Gewinnmindernd kann in der Steuerbilanz statt dessen auch der Teilwert angesetzt werden, wenn er aufgrund einer voraussichtlich dauernden Wertminderung niedriger als die ggf. fortgeführten Anschaffungs- oder Herstellungskosten ist. Dadurch kann schon gegenwärtig der durch Betriebsvermögensvergleich ermittelte Gewinn des Steuerpflichtigen gemindert werden.
1 Handelsbilanzielle Regelung
1.1 Niederstwertprinzip
In der Handelsbilanz sind ohne Rücksicht darauf, ob ihre Nutzung zeitlich begrenzt ist, auf Vermögensgegenstände des Anlagevermögens bei voraussichtlich dauernder Wertminderung außerplanmäßige Abschreibungen vorzunehmen, um diese mit dem niedrigeren Wert anzusetzen, der ihnen am Abschlussstichtag beizulegen ist. Die Vorschrift ordnet für die Folgebewertung von Vermögensgegenständen des Anlagevermögens unter den genannten Voraussetzungen außerplanmäßige Abschreibungen an, und zwar sowohl für das abnutzbare als auch das nicht abnutzbare Anlagevermögen. Die handelsrechtliche Regelung ist obligatorisch (kein Wahlrecht).
Ist also z. B. der Zeitwert – das Gesetz spricht von dem "beizulegenden Wert" – eines abnutzbaren Anlageguts, z. B. einer Maschine, am Bilanzstichtag niedriger als die historischen Anschaffungskosten, vermindert um die AfA, muss eine außerplanmäßige Abschreibung vorgenommen werden – vorausgesetzt, es handelt sich um eine voraussichtlich dauernde Wertminderung. Eine ähnliche Regelung enthält § 253 Abs. 4 HGB für das Umlaufvermögen, das allerdings auf den niedrigeren Wert abzuschreiben ist, ohne dass es auf die Dauerhaftigkeit der Wertminderung ankommt (strenges Niederstwertprinzip).

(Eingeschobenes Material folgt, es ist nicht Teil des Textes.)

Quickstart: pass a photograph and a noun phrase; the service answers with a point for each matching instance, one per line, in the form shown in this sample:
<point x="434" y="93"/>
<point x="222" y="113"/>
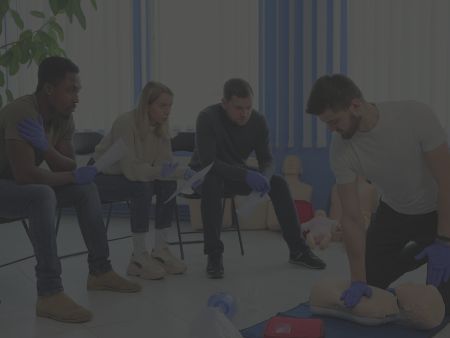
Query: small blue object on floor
<point x="338" y="328"/>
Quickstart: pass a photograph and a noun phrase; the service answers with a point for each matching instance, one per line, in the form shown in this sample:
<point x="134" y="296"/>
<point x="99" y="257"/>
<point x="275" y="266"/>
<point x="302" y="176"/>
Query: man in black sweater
<point x="226" y="134"/>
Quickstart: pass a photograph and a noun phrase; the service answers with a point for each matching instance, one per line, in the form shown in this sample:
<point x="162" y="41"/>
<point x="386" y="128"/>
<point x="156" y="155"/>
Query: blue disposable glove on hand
<point x="168" y="168"/>
<point x="257" y="182"/>
<point x="33" y="132"/>
<point x="188" y="173"/>
<point x="438" y="269"/>
<point x="354" y="293"/>
<point x="85" y="175"/>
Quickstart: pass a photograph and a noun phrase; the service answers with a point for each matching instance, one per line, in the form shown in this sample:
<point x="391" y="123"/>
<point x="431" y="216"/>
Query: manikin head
<point x="237" y="101"/>
<point x="336" y="100"/>
<point x="58" y="87"/>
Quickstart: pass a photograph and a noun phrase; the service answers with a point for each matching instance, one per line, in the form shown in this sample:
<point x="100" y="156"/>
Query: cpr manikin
<point x="414" y="305"/>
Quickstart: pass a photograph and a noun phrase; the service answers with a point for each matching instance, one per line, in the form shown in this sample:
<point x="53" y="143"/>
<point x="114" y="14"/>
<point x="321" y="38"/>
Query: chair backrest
<point x="84" y="142"/>
<point x="183" y="141"/>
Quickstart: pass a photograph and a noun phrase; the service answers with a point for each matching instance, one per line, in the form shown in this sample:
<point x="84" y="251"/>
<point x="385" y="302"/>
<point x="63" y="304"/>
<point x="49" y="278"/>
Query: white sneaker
<point x="146" y="267"/>
<point x="169" y="262"/>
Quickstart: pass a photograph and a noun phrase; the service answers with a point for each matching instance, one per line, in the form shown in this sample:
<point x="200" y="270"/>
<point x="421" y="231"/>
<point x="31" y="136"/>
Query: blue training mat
<point x="339" y="328"/>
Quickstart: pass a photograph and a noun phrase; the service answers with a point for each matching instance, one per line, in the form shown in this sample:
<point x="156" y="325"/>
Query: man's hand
<point x="188" y="173"/>
<point x="85" y="175"/>
<point x="33" y="132"/>
<point x="354" y="293"/>
<point x="168" y="168"/>
<point x="438" y="269"/>
<point x="257" y="182"/>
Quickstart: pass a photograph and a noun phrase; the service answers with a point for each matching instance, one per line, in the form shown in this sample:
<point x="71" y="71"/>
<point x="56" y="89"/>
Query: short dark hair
<point x="53" y="70"/>
<point x="334" y="92"/>
<point x="236" y="87"/>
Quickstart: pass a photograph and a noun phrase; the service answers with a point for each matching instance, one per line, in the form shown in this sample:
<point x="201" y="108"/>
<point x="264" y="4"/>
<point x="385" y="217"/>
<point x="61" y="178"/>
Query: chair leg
<point x="180" y="241"/>
<point x="108" y="216"/>
<point x="235" y="222"/>
<point x="58" y="220"/>
<point x="27" y="229"/>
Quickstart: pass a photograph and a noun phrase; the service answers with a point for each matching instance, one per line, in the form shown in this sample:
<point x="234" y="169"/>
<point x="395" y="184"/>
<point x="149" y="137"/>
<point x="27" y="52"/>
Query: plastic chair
<point x="185" y="142"/>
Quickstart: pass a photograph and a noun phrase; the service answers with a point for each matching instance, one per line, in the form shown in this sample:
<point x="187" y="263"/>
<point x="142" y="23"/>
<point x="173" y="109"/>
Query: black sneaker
<point x="308" y="259"/>
<point x="214" y="268"/>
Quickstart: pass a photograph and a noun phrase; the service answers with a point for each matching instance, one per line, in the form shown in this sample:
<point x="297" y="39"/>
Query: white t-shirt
<point x="391" y="156"/>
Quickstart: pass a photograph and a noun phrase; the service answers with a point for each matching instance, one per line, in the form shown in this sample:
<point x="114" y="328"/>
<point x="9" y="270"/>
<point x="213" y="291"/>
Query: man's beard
<point x="55" y="115"/>
<point x="354" y="125"/>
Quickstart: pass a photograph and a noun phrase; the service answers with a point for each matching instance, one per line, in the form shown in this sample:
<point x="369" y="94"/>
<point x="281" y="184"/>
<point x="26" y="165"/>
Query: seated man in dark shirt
<point x="226" y="134"/>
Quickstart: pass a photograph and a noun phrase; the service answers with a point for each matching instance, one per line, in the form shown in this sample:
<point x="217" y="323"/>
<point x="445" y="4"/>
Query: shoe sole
<point x="50" y="316"/>
<point x="137" y="273"/>
<point x="214" y="276"/>
<point x="166" y="268"/>
<point x="107" y="288"/>
<point x="307" y="266"/>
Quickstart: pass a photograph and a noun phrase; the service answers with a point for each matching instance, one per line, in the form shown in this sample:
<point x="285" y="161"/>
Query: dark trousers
<point x="393" y="240"/>
<point x="214" y="187"/>
<point x="140" y="194"/>
<point x="38" y="203"/>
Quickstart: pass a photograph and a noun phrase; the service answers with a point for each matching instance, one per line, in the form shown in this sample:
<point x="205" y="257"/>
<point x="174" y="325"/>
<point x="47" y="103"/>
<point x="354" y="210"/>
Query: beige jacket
<point x="145" y="154"/>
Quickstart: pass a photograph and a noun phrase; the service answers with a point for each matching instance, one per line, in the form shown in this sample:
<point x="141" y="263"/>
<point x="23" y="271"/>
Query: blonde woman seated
<point x="146" y="170"/>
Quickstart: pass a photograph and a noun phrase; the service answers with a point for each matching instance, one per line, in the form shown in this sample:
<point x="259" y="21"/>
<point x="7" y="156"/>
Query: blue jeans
<point x="38" y="203"/>
<point x="139" y="194"/>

Durch die Abschreibungspflicht bei Vermögensgegenständen des Anlagevermögens soll verhindert werden, dass diese zu Werten bilanziert werden, die nachhaltig überhöht sind. Der niedrigere beizulegende Wert im Handelsrecht hat eine ähnliche Funktion wie der niedrigere Teilwert im Steuerrecht. Dieses strenge handelsrechtliche Niederstwertprinzip gilt für alle bilanzierenden Kaufleute, unabhängig von der Rechtsform des Unternehmens.

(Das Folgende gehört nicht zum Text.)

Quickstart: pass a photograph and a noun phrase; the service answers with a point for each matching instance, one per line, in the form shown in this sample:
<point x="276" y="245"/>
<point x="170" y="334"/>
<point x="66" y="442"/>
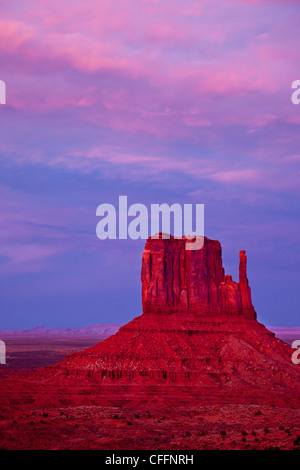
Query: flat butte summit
<point x="197" y="346"/>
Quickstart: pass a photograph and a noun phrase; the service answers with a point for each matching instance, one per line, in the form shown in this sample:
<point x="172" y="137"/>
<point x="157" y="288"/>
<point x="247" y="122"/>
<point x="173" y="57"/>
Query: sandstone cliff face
<point x="193" y="281"/>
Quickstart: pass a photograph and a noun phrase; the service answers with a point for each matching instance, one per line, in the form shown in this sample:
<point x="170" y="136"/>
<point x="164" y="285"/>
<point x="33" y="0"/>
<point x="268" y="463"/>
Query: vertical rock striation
<point x="176" y="280"/>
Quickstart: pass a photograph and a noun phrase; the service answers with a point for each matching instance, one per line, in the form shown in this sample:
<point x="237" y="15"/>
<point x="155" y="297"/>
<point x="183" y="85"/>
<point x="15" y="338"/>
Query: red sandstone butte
<point x="198" y="332"/>
<point x="193" y="281"/>
<point x="197" y="354"/>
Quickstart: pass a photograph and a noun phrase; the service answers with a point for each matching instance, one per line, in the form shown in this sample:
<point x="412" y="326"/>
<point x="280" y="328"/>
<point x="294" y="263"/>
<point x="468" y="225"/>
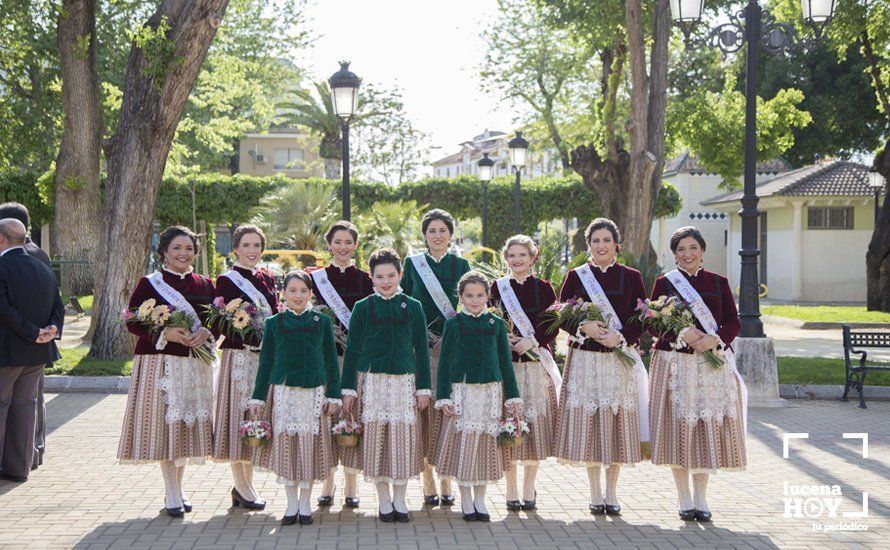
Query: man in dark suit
<point x="31" y="317"/>
<point x="19" y="212"/>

Ist das Anlagegut voraussichtlich nur vorübergehend in seinem Wert gemindert, bestand handelsrechtlich früher ein Abwertungswahlrecht – sog. gemildertes Niederstwertprinzip. Dieses Wahlrecht gibt es nur noch für das Finanzanlagevermögen, auf das außerplanmäßige Abschreibungen auch bei voraussichtlich nicht dauernder Wertminderung vorgenommen werden "können".
1.2 Wertaufholung
Einzelkaufleute und Personengesellschaften, die in ihrer Handelsbilanz eine außerplanmäßige Abschreibung auf den niedrigeren Zeitwert vorgenommen haben, durften nach früherer Rechtslage den niedrigeren Wertansatz auch beibehalten, wenn die Gründe dafür nicht mehr bestehen (sog. Beibehaltungswahlrecht). Bis 2009 war die Wertaufholung nur bei Kapitalgesellschaften zwingend.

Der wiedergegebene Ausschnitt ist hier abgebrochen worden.